There are many different ways to write a song. A song may begin with a few words (the lyrics) or with a few notes of a melody, or a song may be suggested by an idea, theme, or product. A song may come about in a flash of inspiration or may be developed slowly over a long period of time. Songwriters may work alone, or as part of a team, in which one person concentrates on the lyrics while another person concentrates on the music. Sometimes there may be several people working on the same song.

Most popular songs require words, or lyrics, and some songwriters may concentrate on writing the words to a song. These songwriters are called lyricists. Events, experiences, or emotions may inspire a lyricist to write lyrics. A lyricist may also be contracted to write the words for a jingle or musical, or to adapt the words from an existing song for another project.

Some songwriters do no more than write the words to a potential song, and leave it to others to develop a melody and musical accompaniment for the words. They may sell the words to a music publisher, or work in a team to create a finished song from the lyric. Some lyricists specialize in writing the words for advertising jingles. They are usually employed by advertising agencies and may work on several different products at once, often under pressure of a deadline.

In songwriting teams, one member may be a lyricist, while the other member is a composer. The development of a song can be a highly collaborative process. The composer might suggest topics for the song to the lyricist; the lyricist might suggest a melody to the composer. Other times, the composer plays a musical piece for the lyricist, and the lyricist tries to create lyrics to fit with that piece.

Composers of popular music generally have a strong background in music, and often in performing music as well. They must have an understanding of many musical styles, so that they can develop the music that will fit a project's needs. Composers work with a variety of musical and electronic equipment, including computers, to produce and record their music. They develop the different parts for the different musical instruments needed to play the song. They also work with musicians who will play and record the song, and the composer conducts or otherwise directs the musicians as the song is played.

Songwriters, composers, and musicians often make use of MIDI (musical instrument digital interface) technology to produce sounds through synthesizers, drum machines, and samplers. These sounds are usually controlled by a computer, and the composer or songwriter can mix, alter, and refine the sounds using mixing boards and computer software. Like analog or acoustic instruments, which produce sounds as a string, reed, or drum head vibrates with air, MIDI creates digital "vibrations" that can produce sounds similar to acoustic instruments or highly unusual sounds invented by the songwriter. Synthesizers and other sound-producing machines may each have their own keyboard or playing mechanism, or be linked through one or more keyboards. They may also be controlled through the computer, or with other types of controls, such as a guitar controller, which plays like a guitar, or foot controls. Songs can be stored on a computer, or copied onto a digital storage device.

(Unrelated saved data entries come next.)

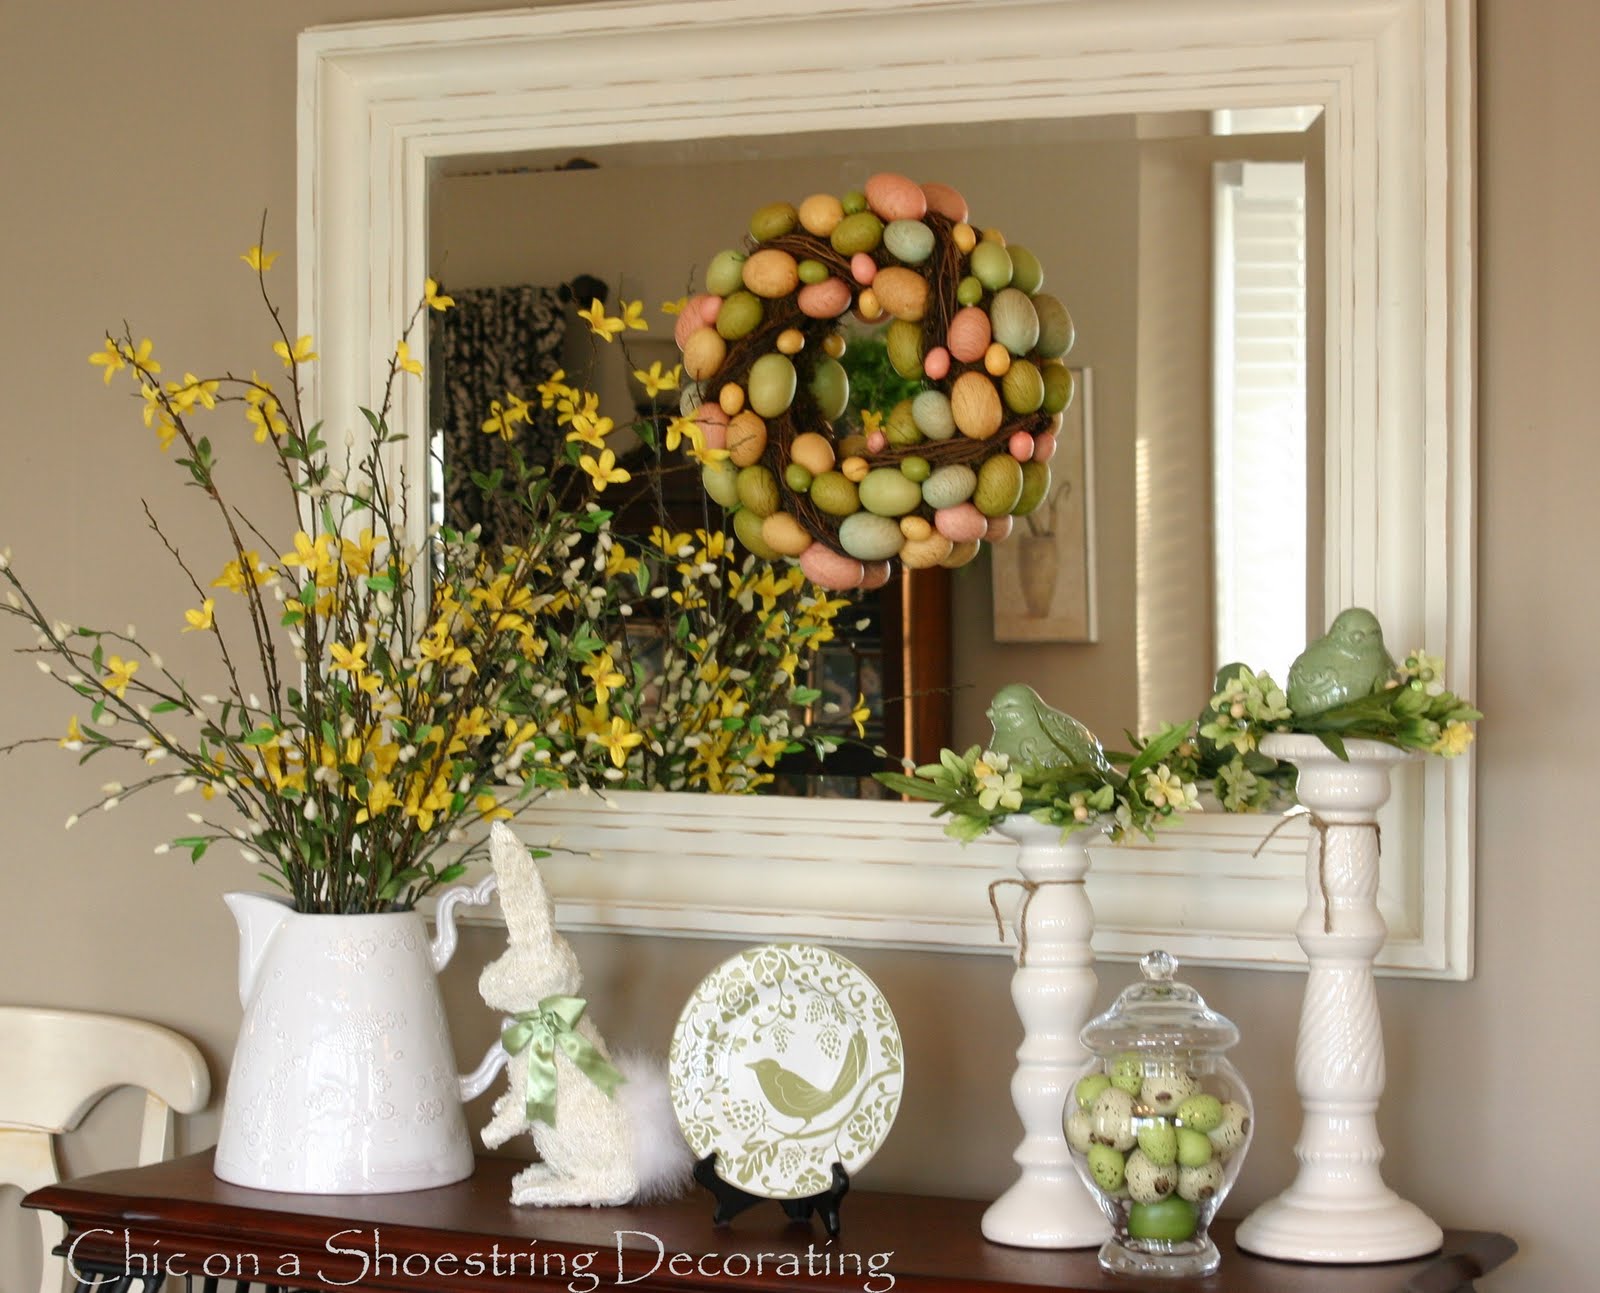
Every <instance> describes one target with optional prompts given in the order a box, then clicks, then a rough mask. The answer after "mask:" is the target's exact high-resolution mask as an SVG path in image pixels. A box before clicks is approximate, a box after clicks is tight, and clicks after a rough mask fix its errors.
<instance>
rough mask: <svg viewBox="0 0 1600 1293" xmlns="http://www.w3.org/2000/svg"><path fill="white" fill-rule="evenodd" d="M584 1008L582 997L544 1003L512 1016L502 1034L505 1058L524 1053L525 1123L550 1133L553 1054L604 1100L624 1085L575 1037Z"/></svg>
mask: <svg viewBox="0 0 1600 1293" xmlns="http://www.w3.org/2000/svg"><path fill="white" fill-rule="evenodd" d="M587 1005H589V1003H587V1002H586V1000H584V999H582V997H546V999H544V1000H541V1002H539V1007H538V1010H525V1011H523V1013H522V1015H514V1016H512V1019H514V1021H515V1023H512V1024H510V1026H509V1027H507V1029H506V1031H504V1032H501V1045H502V1047H506V1055H520V1053H522V1051H528V1103H526V1114H528V1122H546V1123H549V1125H550V1127H555V1051H557V1048H560V1050H562V1053H563V1055H566V1058H568V1059H571V1061H573V1066H574V1067H576V1069H578V1072H581V1074H582V1075H584V1077H587V1079H589V1080H590V1082H594V1083H595V1087H598V1088H600V1090H602V1091H605V1095H606V1096H611V1095H613V1093H614V1091H616V1088H618V1087H621V1085H622V1082H626V1079H624V1077H622V1074H619V1072H618V1071H616V1069H614V1067H613V1066H611V1061H608V1059H606V1058H605V1056H603V1055H602V1053H600V1050H598V1047H595V1043H594V1042H590V1040H589V1039H587V1037H584V1035H582V1034H581V1032H578V1021H579V1019H581V1018H582V1016H584V1010H586V1008H587Z"/></svg>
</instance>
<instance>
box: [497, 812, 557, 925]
mask: <svg viewBox="0 0 1600 1293" xmlns="http://www.w3.org/2000/svg"><path fill="white" fill-rule="evenodd" d="M490 864H491V866H493V867H494V875H496V877H498V880H499V899H501V911H502V912H504V915H506V933H507V936H509V939H510V944H512V946H514V947H518V946H520V947H536V949H550V947H554V946H555V943H557V941H558V939H560V935H557V933H555V904H554V903H552V901H550V895H549V891H547V890H546V888H544V877H542V875H541V874H539V866H538V863H534V861H533V858H531V856H530V855H528V847H526V845H525V843H523V842H522V840H518V839H517V835H515V834H514V832H512V831H510V827H509V826H506V823H501V821H498V823H494V826H491V827H490Z"/></svg>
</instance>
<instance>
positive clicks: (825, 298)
mask: <svg viewBox="0 0 1600 1293" xmlns="http://www.w3.org/2000/svg"><path fill="white" fill-rule="evenodd" d="M853 296H854V293H853V291H851V290H850V283H846V282H845V280H843V278H824V280H822V282H821V283H806V285H805V286H803V288H800V294H798V296H795V304H797V306H798V307H800V314H803V315H805V317H806V318H838V315H842V314H843V312H845V310H848V309H850V302H851V299H853Z"/></svg>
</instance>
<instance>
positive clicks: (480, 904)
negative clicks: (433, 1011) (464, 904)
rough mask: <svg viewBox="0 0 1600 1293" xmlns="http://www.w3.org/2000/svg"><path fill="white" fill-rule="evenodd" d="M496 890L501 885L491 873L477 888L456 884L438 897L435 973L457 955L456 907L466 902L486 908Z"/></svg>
mask: <svg viewBox="0 0 1600 1293" xmlns="http://www.w3.org/2000/svg"><path fill="white" fill-rule="evenodd" d="M496 888H499V883H498V880H496V879H494V872H493V871H491V872H490V874H488V875H485V877H483V879H482V880H478V882H477V883H475V885H456V887H454V888H448V890H445V891H443V893H442V895H438V906H437V907H435V909H434V925H435V927H437V930H435V933H434V943H432V944H430V946H429V949H427V955H429V959H430V960H432V962H434V970H435V973H437V971H438V970H443V968H445V967H446V965H450V959H451V957H453V955H454V954H456V946H458V944H459V941H461V939H459V936H458V935H456V907H459V906H461V904H462V903H466V904H467V906H469V907H482V906H485V904H486V903H488V901H490V898H493V896H494V890H496Z"/></svg>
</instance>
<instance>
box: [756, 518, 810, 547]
mask: <svg viewBox="0 0 1600 1293" xmlns="http://www.w3.org/2000/svg"><path fill="white" fill-rule="evenodd" d="M762 542H765V544H766V546H768V547H770V549H773V552H778V554H779V555H782V557H798V555H800V554H802V552H805V550H806V549H808V547H810V546H811V542H813V539H811V534H810V531H806V528H805V526H803V525H802V523H800V522H797V520H795V518H794V517H792V515H790V514H789V512H773V514H771V515H770V517H766V518H763V520H762Z"/></svg>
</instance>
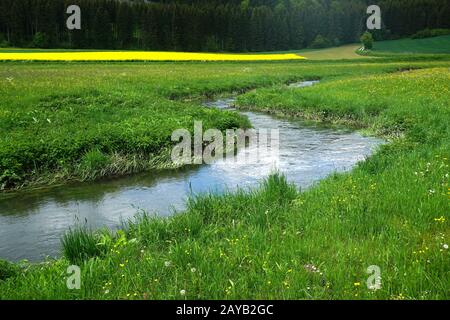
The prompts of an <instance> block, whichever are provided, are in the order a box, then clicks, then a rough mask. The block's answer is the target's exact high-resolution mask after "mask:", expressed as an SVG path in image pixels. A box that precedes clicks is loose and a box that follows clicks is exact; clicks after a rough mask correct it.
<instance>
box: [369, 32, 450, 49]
mask: <svg viewBox="0 0 450 320" xmlns="http://www.w3.org/2000/svg"><path fill="white" fill-rule="evenodd" d="M373 51H375V52H393V53H450V35H448V36H440V37H434V38H425V39H410V38H408V39H399V40H390V41H379V42H375V43H374V48H373Z"/></svg>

Many, if not most, songwriters combine both the work of a lyricist and the work of a composer. Often, a songwriter will perform his or her own songs as well, whether as a singer, a member of a band, or both.

For most songwriters, writing a song is only the first part of their job. After a song is written, songwriters usually produce a "demo" of the song, so that the client or potential purchaser of the song can hear how it sounds. Songwriters contract with recording studios, studio musicians, and recording engineers to produce a version of the song. The songwriter then submits the song to a publishing house, record company, recording artist, film studio, or others, who will then decide if the song is appropriate for their needs. Often, a songwriter will produce several versions of a song, or submit several different songs for a particular project. There is always a chance that one, some, or all of their songs will be rejected.